Bien que les banques prennent une place de plus en plus grande dans l’offre de services en gestion de portefeuille, bâtir un portefeuille en sélectionnant avec minutie de 20 à 25 entreprises est, selon certains gestionnaires, la meilleure façon de faire fructifier son capital.

Cette approche permet de générer de bons rendements, facilite la gestion du risque et offre l’occasion de surpasser les indices de référence en évitant d’acheter les titres de l’indice de moins bonne qualité, explique François Rochon, président et gestionnaire de portefeuille de Giverny Capital.

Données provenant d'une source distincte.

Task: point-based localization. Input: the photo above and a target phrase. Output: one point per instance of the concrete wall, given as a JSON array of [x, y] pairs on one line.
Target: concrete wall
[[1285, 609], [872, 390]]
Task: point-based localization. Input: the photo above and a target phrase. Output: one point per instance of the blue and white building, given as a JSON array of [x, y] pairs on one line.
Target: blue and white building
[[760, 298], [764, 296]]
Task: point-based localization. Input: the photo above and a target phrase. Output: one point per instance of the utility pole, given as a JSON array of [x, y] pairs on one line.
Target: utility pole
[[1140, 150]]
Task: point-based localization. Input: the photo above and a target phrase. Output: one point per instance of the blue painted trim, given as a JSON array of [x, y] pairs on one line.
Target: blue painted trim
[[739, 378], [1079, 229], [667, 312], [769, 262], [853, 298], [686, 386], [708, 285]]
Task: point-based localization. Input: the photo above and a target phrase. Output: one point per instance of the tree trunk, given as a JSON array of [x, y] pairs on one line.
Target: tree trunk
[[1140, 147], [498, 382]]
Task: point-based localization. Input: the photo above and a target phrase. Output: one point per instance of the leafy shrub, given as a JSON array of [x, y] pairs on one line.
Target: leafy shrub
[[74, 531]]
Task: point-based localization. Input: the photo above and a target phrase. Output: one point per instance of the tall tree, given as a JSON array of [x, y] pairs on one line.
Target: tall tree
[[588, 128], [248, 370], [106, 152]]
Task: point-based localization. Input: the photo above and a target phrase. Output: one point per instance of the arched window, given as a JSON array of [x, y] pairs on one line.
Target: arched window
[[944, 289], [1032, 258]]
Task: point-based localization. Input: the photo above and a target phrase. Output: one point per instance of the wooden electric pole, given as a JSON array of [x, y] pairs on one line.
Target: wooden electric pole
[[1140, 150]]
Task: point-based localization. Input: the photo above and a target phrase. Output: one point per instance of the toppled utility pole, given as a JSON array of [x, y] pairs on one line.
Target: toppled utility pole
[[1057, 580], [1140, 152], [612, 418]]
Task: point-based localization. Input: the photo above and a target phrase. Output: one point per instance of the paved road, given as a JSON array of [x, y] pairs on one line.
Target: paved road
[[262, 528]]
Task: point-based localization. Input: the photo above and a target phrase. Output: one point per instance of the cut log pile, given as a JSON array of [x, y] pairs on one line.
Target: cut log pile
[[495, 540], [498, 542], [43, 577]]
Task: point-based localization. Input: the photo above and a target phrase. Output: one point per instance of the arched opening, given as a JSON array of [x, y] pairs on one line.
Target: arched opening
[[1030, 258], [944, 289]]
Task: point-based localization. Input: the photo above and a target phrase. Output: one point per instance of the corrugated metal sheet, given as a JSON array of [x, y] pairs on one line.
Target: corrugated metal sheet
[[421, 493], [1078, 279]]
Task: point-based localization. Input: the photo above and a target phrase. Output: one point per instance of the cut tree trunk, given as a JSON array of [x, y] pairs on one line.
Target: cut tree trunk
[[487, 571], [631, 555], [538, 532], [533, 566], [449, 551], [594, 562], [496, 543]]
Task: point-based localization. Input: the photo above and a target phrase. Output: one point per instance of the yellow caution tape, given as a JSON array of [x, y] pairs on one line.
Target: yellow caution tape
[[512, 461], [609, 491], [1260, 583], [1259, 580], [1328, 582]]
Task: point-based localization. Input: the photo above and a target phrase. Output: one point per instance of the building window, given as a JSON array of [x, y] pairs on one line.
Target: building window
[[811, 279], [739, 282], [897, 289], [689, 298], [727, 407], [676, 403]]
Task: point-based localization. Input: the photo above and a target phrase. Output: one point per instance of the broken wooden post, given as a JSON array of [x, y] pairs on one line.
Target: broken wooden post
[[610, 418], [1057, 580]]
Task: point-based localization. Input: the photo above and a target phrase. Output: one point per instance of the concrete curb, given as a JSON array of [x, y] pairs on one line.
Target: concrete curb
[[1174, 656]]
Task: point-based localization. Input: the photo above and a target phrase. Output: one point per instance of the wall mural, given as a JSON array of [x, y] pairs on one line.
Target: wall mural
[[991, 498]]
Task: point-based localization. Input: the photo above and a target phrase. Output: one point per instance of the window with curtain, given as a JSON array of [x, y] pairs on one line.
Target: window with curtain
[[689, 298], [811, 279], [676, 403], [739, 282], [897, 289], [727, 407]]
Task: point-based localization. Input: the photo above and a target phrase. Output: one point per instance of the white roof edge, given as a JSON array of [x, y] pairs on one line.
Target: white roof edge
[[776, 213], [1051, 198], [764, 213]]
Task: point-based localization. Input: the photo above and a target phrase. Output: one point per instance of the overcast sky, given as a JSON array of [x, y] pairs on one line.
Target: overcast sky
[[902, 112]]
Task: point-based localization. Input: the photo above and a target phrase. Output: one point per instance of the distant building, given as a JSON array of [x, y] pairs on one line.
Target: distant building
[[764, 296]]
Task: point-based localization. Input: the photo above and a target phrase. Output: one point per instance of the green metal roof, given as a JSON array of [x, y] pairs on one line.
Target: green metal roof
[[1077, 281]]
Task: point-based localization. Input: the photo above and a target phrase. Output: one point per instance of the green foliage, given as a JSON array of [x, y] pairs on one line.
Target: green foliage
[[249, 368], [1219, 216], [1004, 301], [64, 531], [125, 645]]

« À la base, il faut avoir une approche rationnelle et être capable de transcender la cote boursière », dit-il. Il y a souvent une grosse différence entre celle-ci et la valeur intrinsèque d’une entreprise. « Nous essayons de profiter de ces disparités », dit François Rochon. Elles surviennent lorsque la perception des investisseurs est mauvaise. « Ceux-ci se collent parfois aux nouvelles du jour et oublient les facteurs fondamentaux qui déterminent la réelle valeur d’un titre », dit-il.

Les critères de sélection de titres chez Giverny sont les suivants : l’entreprise doit réaliser des bénéfices sur une base continue, ne pas trop être touchée par les facteurs cycliques, jouir d’un avantage concurrentiel et profiter d’un bureau de direction dont la compétence est reconnue et dont les membres ne sont pas rémunérés outrageusement.

Cet ensemble de critères de sélection n’élimine pas nécessairement les géants misant d’abord sur une forte croissance.

Depuis 2018, Giverny Capital détient des actions de Facebook, par exemple. Les autorités réglementaires reprochent bien des choses à cette entreprise, entre autres les risques concernant la sécurité des informations personnelles de ses clients. Mais les facteurs économiques favorables surpassent de beaucoup les inconvénients.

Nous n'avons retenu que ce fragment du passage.